Yoga is generally presented as a concentration and stress reduction discipline through two of its most common tools: physical exercises and breath control techniques, but it would be a grave error to consider that this science, born in India several millennia ago, is confined to just those two aspects. One of the great thinkers of Yoga, the philosopher Patanjali, believed by historians to have lived between 250 BC and 400 AD and sometimes described as the founder of modern Yoga, provided in his famous Yoga Sûtras treatise the definition of yoga still valid today: “ Yoga is the cessation of mental fluctuations.” A vast program, if ever there was one, asserting the existence of a state in which the individual, no longer subject to the disturbances of his thoughts, perceives a state of happiness and tranquility. Thus, Patanjali gave the priority to what he named the “Samyama”, a group of three exercises : “Dharana”(concentration), “Dhyana” (comtemplation), and “Samadhi” (the “In-Between”).
We know all too well that today’s lifestyle requires more and more concentration while producing more and more difficulties, making life a much more difficult process! What is this oft-spoken concentration? It is defined as the ability to maintain one’s thought stabilized on a defined point, the latter being an object or a concept, and to maintain one’s thought in the same direction without being distracted by all sorts of ideas unrelated to the object of concentration.
Studies conducted both in traditional yoga schools for centuries and more recently in research centers converge on the same results: concentration reduces stress and renders one calm. While it is no longer necessary to prove today that the physical exercises of yoga relax the body, the fact that the mental exercise of concentrating relieves the pressures of thinking is slowly becoming an obvious fact.
How does it work? Yoga, which has employed these practices for centuries, has described the process very precisely. Firstly, it brings to the fore the necessity to maintain the healthiest mental life possible by abstaining from disruptive unethical behavior and also by adopting a life as close as possible to our basic needs, by avoiding the creation of conflictual situations or situations far too contradictory to the norm. Just these modifications reduce our propensity to produce dark thoughts or worry unduly to a great extent.
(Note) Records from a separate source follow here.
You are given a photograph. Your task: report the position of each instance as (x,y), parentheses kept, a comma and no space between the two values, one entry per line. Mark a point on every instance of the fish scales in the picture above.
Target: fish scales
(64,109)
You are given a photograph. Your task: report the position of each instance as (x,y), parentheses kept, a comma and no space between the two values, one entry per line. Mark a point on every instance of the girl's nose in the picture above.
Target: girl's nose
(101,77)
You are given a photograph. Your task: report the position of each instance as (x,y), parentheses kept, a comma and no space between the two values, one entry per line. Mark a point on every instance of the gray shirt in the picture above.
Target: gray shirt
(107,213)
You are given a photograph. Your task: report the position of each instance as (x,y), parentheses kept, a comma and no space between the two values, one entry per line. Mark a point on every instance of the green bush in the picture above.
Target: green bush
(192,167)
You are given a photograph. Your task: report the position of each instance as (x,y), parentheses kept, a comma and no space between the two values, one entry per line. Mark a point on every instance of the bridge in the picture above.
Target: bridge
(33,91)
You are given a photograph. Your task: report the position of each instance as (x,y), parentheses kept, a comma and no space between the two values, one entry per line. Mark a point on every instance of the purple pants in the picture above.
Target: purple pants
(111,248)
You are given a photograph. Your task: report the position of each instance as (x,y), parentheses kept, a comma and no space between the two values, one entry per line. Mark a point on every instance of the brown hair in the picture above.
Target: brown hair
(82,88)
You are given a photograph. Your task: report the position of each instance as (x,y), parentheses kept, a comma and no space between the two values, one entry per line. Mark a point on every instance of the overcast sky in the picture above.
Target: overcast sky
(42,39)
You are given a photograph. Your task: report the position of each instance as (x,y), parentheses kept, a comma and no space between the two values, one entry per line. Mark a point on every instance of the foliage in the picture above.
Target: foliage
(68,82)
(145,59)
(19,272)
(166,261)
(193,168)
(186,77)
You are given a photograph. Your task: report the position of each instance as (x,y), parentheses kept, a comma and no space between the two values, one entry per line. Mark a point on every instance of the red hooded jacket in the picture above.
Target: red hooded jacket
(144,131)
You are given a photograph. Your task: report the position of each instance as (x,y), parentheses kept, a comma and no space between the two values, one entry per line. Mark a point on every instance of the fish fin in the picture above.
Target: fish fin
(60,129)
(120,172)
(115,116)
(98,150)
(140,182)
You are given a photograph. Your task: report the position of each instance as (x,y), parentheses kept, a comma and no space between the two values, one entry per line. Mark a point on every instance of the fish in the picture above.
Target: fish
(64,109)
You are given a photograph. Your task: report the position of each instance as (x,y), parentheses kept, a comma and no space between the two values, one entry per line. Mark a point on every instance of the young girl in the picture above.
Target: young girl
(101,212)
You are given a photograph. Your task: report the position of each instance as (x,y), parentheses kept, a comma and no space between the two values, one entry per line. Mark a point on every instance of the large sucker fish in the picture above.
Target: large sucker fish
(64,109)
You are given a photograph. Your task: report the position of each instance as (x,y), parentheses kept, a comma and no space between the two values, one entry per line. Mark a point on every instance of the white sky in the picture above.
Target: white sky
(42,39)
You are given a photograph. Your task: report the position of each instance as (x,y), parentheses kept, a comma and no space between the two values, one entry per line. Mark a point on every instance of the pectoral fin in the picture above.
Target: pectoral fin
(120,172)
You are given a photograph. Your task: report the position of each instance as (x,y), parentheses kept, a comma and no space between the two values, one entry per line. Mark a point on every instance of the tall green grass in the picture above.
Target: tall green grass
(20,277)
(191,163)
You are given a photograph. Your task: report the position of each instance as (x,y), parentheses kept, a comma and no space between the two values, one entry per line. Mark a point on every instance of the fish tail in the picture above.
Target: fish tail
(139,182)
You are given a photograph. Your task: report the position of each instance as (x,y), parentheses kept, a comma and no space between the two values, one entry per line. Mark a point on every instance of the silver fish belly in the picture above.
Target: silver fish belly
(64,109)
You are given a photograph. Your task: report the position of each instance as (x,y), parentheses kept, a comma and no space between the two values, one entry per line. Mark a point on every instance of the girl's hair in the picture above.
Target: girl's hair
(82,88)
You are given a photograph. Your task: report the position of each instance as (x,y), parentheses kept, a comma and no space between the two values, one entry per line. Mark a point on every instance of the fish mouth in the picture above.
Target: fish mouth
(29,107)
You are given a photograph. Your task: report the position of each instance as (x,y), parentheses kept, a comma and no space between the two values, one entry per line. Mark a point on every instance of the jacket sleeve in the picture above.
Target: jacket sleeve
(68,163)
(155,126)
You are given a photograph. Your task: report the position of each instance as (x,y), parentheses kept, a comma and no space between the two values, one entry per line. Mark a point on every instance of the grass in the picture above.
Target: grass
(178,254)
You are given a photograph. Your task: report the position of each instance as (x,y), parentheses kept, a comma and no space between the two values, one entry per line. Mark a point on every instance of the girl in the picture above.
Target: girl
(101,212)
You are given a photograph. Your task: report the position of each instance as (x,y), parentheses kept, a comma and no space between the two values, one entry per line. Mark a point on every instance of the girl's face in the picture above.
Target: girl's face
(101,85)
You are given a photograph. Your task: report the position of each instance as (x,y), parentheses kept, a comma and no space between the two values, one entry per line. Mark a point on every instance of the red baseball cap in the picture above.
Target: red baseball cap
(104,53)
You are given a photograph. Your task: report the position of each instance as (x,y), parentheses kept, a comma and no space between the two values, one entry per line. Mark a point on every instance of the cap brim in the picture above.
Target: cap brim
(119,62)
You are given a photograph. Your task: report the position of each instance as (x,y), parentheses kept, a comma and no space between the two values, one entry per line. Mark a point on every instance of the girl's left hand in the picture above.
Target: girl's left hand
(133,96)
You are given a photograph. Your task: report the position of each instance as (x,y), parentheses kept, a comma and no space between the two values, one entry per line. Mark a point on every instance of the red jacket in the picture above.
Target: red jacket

The rest will consist mainly in working on one’s mind. A scattered thinking generates mental fatigue. A concentrated thinking brings peace and mental efficacy. The proposed exercises use at first simple supports, such as maintaining a steady gaze on a candle flame or listening to a natural stable sound such as the sound of a stream. The next phase consists in placing one’s concentration no longer on external but on internal supports (the batting of one’s eyelids, the heart’s pulse, breathing rhythms…). Next comes a more difficult phase consisting in lying quietly while evoquing feelings, then emotions. This part already requires good training to remain silent and aware at the same time. It is important as it slowly triggers modifications in our internal response modes when facing external stimuli, which previously could bring us into a deluge of contradictory forces and unresolved conflicts. The last practical phase is basically concerned with seeing one’s thoughts unfurl while remaining a simple silent witness to the process….
Finally, yoga offers to anchor one’s thoughts on phenomena that we rarely dwell upon, such as the very nature of our life, or the real meaning of love…
Why this progression? The answer is again very simple, even if difficult to achieve. By slowly training our faculty to observe the functioning of the individual and the world, a kind of tranquil state emerges which is no longer dependent - or at least much less so - on this functioning. Yoga asserts that this state generates both a feeling of compassion for the totality of life and also a hitherto unsuspected creative energy that facilitates the resolution of many questions in our daily lives.
It would be vain to believe that this is a panacea to lead a problem-free life. Yoga provides neither a miraculous remedy, nor ideas or concepts for dreamers in search of a solution. Rather, it proposes a serious investigative method, free of beliefs and embellishments, in which the individual will differentiate between what is true and what is false and will train himself to direct his attention toward his life, his immediate environment, and the world at large with an open point of view. It is an invitation to be fully responsible and act for the greater good of the majority. Concentration finds its limit there and opens on to the other two domains of the Samyama mentioned above.